I have read “The Day Is Done” which is one of my all time favorite stories, so if I include that in my list, it goes to the top and pushes everything else down by one.

It is interesting to me to look at my picks against the 20-year old Asimov’s. Asimov is a hero of mine, I love both his fiction and his nonfiction and I share his views on many political and social issues. But wow, there is a pretty big difference in our tastes and some of that has to come from growing up in different generation, and more importantly in different stages of the evolution of science fiction.

A couple of Asimov’s picks are interesting in retrospect. In his retrospective memoir I. Asimov, he wrote,

My favorite del Rey story is “The Day Is Done” (May 1939 ASF), which I read in the subway and cried over. I incautiously told him that once and he has held it over my head ever since.

That story is on his list, and indeed he rated it higher than “The Smallest God” (which, I agree with some of the commenters on that post, seemed much more like an Unknown story than an Astounding piece.)

And while I can understand how “Gray Lensman” would make it in to the top 3, I cannot for the life of me understand why Asimov would include “General Swamp” in his top ten, and not only that, but rate it higher than Kelleam’s “Rust” which in my modern-day opinion was a far superior story (although a comparison is really unfair–one is a novel, the other is a rather short story).

del Rey became one of Asimov’s best friends–a lifelong friend–as did another writer from that time, L. Sprague de Camp, who appears on neither his list nor mine.

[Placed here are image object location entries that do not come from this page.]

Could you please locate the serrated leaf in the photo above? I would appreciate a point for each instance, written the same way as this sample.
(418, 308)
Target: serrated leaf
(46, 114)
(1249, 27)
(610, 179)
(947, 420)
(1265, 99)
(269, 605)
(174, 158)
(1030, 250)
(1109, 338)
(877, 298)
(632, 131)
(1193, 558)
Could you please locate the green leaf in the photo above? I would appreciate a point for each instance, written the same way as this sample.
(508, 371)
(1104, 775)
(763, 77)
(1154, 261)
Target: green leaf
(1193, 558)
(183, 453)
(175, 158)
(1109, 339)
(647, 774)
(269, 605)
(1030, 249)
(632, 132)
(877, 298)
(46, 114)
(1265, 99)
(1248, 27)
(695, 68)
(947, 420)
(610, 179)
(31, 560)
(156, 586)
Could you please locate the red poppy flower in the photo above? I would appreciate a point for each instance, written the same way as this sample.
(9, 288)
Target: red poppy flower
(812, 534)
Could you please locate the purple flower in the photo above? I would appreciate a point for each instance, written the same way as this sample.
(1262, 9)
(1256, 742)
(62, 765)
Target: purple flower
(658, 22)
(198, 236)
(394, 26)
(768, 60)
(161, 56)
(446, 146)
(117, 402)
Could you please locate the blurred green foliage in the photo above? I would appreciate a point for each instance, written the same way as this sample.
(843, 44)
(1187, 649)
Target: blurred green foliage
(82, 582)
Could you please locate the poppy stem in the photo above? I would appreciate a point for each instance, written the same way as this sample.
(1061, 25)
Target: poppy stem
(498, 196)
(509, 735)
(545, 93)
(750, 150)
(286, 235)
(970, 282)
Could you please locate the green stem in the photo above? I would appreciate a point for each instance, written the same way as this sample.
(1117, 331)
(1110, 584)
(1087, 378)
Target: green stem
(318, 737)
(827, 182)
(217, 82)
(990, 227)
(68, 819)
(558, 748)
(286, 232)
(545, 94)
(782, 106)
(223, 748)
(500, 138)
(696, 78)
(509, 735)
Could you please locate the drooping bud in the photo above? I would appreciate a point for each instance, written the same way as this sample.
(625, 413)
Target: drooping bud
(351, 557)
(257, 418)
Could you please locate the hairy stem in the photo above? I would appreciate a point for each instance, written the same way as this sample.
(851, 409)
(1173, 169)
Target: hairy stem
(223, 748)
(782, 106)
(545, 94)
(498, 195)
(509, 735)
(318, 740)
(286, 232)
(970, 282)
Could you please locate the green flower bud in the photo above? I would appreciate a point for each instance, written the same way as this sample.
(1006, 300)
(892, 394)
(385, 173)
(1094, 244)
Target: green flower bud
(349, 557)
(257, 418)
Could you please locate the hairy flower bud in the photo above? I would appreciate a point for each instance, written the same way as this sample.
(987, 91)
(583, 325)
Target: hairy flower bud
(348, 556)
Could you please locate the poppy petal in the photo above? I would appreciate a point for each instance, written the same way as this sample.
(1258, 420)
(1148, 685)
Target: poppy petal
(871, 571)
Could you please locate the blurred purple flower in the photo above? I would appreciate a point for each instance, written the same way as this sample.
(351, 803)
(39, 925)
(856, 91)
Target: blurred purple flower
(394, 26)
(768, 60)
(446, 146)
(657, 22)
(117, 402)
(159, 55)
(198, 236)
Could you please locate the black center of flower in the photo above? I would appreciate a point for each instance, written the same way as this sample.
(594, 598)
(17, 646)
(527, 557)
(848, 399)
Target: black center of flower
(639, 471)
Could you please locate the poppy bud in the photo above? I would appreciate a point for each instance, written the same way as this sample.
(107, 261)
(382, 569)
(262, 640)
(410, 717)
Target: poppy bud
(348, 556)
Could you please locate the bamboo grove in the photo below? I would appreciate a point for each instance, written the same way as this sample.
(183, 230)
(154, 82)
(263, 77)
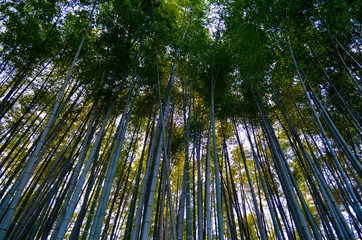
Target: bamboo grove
(180, 119)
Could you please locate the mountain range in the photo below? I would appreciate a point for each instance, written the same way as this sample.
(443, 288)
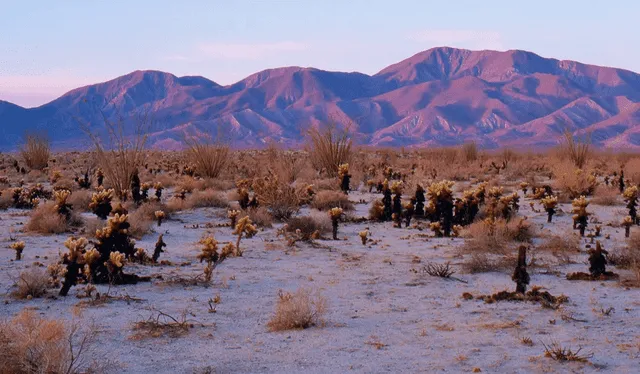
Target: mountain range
(438, 97)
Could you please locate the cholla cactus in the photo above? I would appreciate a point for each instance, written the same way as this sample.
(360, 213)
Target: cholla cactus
(233, 216)
(159, 188)
(630, 196)
(580, 214)
(335, 214)
(99, 177)
(62, 205)
(160, 215)
(18, 247)
(627, 222)
(158, 248)
(100, 203)
(441, 198)
(246, 227)
(364, 235)
(345, 177)
(550, 203)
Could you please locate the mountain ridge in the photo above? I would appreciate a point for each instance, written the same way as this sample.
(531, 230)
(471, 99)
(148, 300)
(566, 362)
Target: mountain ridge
(441, 96)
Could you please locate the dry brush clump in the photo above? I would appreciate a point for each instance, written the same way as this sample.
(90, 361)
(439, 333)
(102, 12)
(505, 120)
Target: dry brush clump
(31, 344)
(299, 310)
(36, 151)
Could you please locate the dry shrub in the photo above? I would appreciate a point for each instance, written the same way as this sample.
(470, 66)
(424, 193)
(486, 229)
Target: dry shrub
(46, 220)
(299, 310)
(259, 216)
(31, 284)
(35, 152)
(606, 197)
(209, 159)
(308, 225)
(325, 200)
(329, 148)
(30, 344)
(206, 199)
(80, 200)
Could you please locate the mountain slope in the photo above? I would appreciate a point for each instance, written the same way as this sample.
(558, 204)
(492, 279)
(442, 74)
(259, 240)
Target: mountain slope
(442, 96)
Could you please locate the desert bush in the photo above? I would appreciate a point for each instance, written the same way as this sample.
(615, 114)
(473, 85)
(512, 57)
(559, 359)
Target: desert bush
(206, 199)
(80, 200)
(30, 344)
(31, 284)
(578, 150)
(46, 220)
(329, 148)
(260, 216)
(208, 158)
(35, 152)
(299, 310)
(281, 199)
(325, 200)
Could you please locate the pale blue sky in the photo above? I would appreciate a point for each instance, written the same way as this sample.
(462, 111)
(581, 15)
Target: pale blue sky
(49, 47)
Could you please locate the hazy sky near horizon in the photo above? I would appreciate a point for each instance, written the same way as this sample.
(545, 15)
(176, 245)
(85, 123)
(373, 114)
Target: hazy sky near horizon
(50, 47)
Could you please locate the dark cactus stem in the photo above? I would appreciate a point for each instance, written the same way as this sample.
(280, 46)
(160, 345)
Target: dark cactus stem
(386, 201)
(520, 275)
(344, 185)
(158, 249)
(597, 261)
(420, 199)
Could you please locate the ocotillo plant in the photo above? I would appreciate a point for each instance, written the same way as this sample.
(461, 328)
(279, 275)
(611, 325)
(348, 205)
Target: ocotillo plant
(580, 214)
(627, 222)
(396, 210)
(550, 203)
(420, 199)
(158, 248)
(18, 247)
(345, 178)
(160, 216)
(100, 203)
(597, 260)
(244, 227)
(630, 196)
(520, 275)
(158, 187)
(335, 214)
(386, 200)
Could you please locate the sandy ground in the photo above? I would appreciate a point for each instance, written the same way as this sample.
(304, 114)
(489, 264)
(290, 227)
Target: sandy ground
(382, 317)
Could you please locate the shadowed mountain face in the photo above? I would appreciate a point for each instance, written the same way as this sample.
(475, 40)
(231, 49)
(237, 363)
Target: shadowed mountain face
(442, 96)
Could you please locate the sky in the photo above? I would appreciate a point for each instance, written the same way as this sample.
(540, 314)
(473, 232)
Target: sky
(50, 47)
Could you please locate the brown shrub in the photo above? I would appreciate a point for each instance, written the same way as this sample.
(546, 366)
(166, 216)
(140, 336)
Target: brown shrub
(46, 220)
(206, 199)
(80, 200)
(31, 284)
(325, 200)
(30, 344)
(299, 310)
(35, 152)
(259, 216)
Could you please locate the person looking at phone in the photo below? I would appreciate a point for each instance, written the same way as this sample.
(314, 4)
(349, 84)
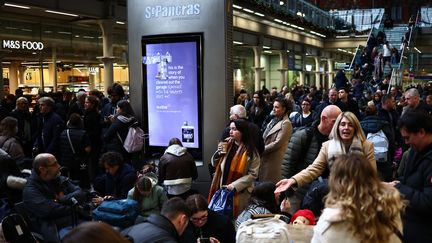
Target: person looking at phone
(238, 168)
(206, 225)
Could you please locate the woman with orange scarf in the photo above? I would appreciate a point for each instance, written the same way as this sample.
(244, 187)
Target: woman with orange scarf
(238, 168)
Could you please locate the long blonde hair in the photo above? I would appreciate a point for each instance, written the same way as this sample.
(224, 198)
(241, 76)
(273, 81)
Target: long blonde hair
(370, 208)
(334, 134)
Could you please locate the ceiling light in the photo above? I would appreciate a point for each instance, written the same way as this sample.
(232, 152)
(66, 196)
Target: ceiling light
(248, 10)
(16, 6)
(61, 13)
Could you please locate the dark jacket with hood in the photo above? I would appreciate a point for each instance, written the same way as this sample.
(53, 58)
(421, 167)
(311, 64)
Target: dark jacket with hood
(177, 169)
(416, 187)
(116, 133)
(157, 228)
(117, 185)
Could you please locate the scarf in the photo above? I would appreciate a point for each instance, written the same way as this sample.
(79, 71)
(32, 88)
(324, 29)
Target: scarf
(236, 170)
(336, 148)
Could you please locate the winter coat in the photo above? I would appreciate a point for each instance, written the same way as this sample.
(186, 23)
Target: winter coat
(12, 146)
(50, 127)
(320, 164)
(373, 124)
(303, 148)
(156, 229)
(80, 140)
(331, 227)
(416, 187)
(119, 128)
(117, 185)
(276, 143)
(217, 226)
(153, 202)
(177, 169)
(42, 199)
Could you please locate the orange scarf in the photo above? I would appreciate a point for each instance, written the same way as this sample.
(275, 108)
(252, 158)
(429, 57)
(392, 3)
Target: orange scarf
(236, 170)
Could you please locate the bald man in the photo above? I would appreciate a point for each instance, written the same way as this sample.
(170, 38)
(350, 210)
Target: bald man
(48, 197)
(304, 147)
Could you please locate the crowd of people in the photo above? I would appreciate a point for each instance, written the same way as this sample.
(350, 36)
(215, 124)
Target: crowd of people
(282, 151)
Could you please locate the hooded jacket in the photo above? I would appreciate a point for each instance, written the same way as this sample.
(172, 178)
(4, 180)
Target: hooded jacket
(177, 169)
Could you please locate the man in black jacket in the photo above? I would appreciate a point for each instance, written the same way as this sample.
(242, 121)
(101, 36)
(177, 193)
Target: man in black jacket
(416, 183)
(166, 227)
(304, 147)
(48, 197)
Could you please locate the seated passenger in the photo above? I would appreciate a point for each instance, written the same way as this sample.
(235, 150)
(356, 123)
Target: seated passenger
(48, 197)
(263, 201)
(166, 227)
(11, 182)
(118, 180)
(177, 169)
(149, 195)
(205, 223)
(94, 232)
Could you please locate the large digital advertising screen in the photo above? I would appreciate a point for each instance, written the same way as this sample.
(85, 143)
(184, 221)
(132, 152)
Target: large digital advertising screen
(172, 89)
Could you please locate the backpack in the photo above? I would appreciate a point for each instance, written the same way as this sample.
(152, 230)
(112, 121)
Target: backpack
(134, 141)
(16, 230)
(381, 145)
(263, 230)
(121, 213)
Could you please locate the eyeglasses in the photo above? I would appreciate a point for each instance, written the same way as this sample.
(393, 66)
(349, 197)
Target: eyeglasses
(202, 218)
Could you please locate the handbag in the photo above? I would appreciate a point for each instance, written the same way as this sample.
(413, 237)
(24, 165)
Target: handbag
(222, 202)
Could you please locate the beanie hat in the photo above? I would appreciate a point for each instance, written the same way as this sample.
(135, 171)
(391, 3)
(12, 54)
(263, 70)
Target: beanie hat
(305, 213)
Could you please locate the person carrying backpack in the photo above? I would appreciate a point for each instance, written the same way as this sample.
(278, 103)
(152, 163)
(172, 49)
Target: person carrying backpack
(382, 135)
(117, 132)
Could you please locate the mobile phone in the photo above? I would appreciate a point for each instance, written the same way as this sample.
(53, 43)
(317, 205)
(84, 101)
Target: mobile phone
(205, 240)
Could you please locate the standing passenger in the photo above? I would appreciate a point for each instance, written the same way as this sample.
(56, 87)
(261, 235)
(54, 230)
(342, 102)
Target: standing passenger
(177, 169)
(416, 182)
(276, 137)
(238, 168)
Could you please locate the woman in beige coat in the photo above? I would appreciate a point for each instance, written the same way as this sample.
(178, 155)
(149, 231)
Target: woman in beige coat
(346, 137)
(276, 137)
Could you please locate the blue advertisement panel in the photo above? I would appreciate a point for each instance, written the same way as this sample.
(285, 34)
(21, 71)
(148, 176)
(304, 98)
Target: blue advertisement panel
(171, 70)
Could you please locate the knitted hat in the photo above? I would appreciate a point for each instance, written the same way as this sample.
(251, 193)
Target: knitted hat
(305, 213)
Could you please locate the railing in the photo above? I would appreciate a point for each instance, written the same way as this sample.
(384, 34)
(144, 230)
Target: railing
(300, 9)
(396, 78)
(374, 31)
(361, 19)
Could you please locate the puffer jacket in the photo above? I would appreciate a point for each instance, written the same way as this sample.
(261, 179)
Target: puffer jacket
(302, 150)
(177, 169)
(373, 124)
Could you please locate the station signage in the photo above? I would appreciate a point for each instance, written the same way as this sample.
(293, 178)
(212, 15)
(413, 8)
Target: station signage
(22, 45)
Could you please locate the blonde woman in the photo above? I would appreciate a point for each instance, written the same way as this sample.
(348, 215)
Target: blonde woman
(359, 207)
(346, 137)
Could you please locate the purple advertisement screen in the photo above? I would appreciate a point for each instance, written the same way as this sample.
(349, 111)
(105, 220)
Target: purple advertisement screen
(172, 93)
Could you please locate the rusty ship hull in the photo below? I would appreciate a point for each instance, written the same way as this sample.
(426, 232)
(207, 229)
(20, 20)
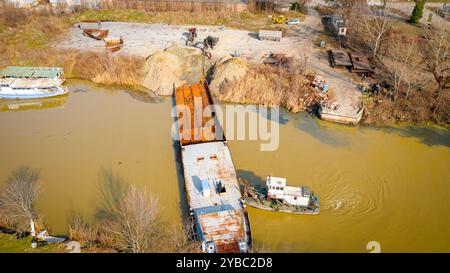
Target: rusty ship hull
(218, 214)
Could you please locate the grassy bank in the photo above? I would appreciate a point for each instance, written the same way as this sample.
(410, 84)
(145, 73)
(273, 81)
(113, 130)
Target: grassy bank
(9, 244)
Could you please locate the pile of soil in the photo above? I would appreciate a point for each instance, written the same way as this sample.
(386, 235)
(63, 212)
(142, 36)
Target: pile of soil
(226, 73)
(174, 66)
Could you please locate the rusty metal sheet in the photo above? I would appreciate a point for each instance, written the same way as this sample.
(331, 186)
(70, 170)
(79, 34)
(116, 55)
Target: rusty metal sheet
(193, 100)
(224, 228)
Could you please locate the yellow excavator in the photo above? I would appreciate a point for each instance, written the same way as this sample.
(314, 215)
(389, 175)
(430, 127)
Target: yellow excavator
(279, 19)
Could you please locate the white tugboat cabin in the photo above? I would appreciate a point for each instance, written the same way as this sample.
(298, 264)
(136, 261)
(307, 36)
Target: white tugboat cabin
(296, 196)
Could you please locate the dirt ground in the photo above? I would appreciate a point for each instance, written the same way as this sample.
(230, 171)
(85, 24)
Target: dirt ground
(144, 39)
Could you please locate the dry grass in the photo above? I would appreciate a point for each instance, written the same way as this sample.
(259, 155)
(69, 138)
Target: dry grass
(251, 21)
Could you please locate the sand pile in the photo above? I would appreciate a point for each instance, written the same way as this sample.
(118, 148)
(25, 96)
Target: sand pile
(161, 71)
(174, 66)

Of de Camp, Asimov writes in that April 1940 letter:

The only thing that bothers me is that L. Sprague de Camp isn’t on it. He’s got a pair of five-star articles printed during 1939, but I’m considering only stories. However if you want to see him done justice, wait until you see my list of ten best of 1939 for Unknown.

This seems to jibe with what Asimov wrote half a century later of de Camp (also from I. Asimov):

He is one of those science fiction writers who can manage fiction and nonfiction with equal ease. He has written many books on fringe aspects of science and has always maintained the strictest rationality in doing so. He has also written wonderful fantasy and excellent historical novels.

Isaac Asimov also said that he modeled his clear style of writing on Clifford D. Simak, and indeed, Simak is on that young Asimov’s list with “Cosmic Engineers” in the number 4 spot.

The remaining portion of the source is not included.